The state’s private non-profit economic development agency JobsOhio was created last year, but it has yet to hit a critical milestone – the transfer of the state’s liquor profits in a 25 year, $1.4 billion deal. That deal has finally been worked out, and in a conference call with reporters, JobsOhio president Mark Kvamme he and state budget director Tim Keen have signed it. Only one more signature was needed.
MK: However, director of commerce David Goodman declined to sign the agreement.
And Kvamme said that means one state agency will go to court against another.
MK:As a result of his decision, JobsOhio has filed a mandamus action with the Ohio Supreme Court asking it to compel Director Goodman to sign the agreement.
And seemingly amazingly, Goodman was also on the conference call – to explain why he refused to sign.
DG: When Gov. Kasich selected me for this position, I took an oath to uphold the constitution of the state of Ohio. Constitutional concerns have been raised regarding the creation of JobsOhio and the details of this transaction.
However, Goodman said he’s confident that JobsOhio is constitutional. But this isn’t a story of a state official going rogue. JobsOhio managing director John Minor said it’s a chance for the administration to ask the Ohio Supreme Court whether the program stands up to constitutional scrutiny.
DG: Basically, this is a legal avenue that we have decided to utilize in order to give the court an opportunity to review the merits of the legal issues.
So this order could force the court to rule on the issue of constitutionality. But there’s already a lawsuit challenging that – filed by the Democrat and union backed group Progress Ohio. That suit has been tossed from a county court and an appeals court on the grounds that Progress Ohio has no standing to sue over the constitutionality of JobsOhio. Brian Rothenberg is the executive director of Progress Ohio.
BR: You know, these are the same people that didn’t want any court to rule on the constitutionality of it, so it kind of sounds like forum-shopping because they know the parties and makeup of the court.”
Goodman said on the conference call that he agrees with the lower courts in that Progress Ohio has standing, so he doesn’t think that suit will go forward in the Ohio Supreme Court. But there’s another party involved in the Progress Ohio suit. The conservative 1851 Center for Constitutional Law is helping Progress Ohio with its argument on standing, but also has concerns about the constitutionality of JobsOhio. Maurice Thompson is the executive director of the 1851 Center, and he casts doubt on the state’s lawsuit.
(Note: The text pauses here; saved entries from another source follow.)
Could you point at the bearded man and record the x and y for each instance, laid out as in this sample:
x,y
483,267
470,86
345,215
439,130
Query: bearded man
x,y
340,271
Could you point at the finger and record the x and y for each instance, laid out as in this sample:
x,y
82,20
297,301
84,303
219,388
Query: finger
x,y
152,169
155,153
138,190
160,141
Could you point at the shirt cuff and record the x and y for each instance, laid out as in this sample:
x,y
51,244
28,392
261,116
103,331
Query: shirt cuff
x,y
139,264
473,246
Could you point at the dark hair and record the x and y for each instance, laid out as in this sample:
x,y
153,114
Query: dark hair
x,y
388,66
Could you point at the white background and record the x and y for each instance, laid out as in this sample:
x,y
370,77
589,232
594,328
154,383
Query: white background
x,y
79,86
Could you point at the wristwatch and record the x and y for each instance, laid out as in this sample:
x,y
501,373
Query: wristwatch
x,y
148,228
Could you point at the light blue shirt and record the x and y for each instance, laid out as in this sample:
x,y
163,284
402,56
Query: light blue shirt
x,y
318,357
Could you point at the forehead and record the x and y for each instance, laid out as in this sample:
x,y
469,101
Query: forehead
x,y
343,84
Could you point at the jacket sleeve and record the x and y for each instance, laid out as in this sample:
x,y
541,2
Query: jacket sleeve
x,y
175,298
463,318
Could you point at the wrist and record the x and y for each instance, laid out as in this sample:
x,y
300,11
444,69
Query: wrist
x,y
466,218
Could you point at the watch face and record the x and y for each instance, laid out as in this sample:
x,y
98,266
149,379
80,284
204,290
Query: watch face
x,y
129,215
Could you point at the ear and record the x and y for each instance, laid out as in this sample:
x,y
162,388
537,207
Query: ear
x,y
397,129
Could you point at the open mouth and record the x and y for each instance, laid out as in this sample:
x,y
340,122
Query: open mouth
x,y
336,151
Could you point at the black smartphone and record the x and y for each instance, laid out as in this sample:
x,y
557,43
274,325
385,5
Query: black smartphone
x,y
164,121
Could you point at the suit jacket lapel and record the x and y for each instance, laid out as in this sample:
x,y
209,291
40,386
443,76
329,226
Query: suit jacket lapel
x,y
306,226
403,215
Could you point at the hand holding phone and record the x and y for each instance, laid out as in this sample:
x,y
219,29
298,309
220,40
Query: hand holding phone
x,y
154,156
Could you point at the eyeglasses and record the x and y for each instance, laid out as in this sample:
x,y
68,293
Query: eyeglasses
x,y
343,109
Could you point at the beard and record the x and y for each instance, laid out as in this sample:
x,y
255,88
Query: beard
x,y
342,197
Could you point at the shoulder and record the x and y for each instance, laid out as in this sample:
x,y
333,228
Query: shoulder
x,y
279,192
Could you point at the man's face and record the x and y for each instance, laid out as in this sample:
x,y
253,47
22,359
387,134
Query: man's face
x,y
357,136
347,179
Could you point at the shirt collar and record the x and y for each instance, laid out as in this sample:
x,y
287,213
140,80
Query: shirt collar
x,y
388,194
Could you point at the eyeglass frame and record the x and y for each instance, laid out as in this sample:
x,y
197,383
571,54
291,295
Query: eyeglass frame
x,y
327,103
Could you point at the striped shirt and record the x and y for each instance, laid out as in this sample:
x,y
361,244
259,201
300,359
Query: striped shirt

MT: This is sham litigation for the purpose of getting the Supreme Court to declare JobsOhio constitutional, and the case really should be thrown out – it doesn’t belong in the Ohio Supreme Court. It’s very difficult to go directly to the Ohio Supreme Court on anything other than an elections case.
While Rothenberg says he’d welcome the court’s decision on whether JobsOhio is constitutional, he also worries that if the court hears this action from JobsOhio against the commerce director, it won’t decide if Progress Ohio has standing to sue over JobsOhio, which he says needs to be decided.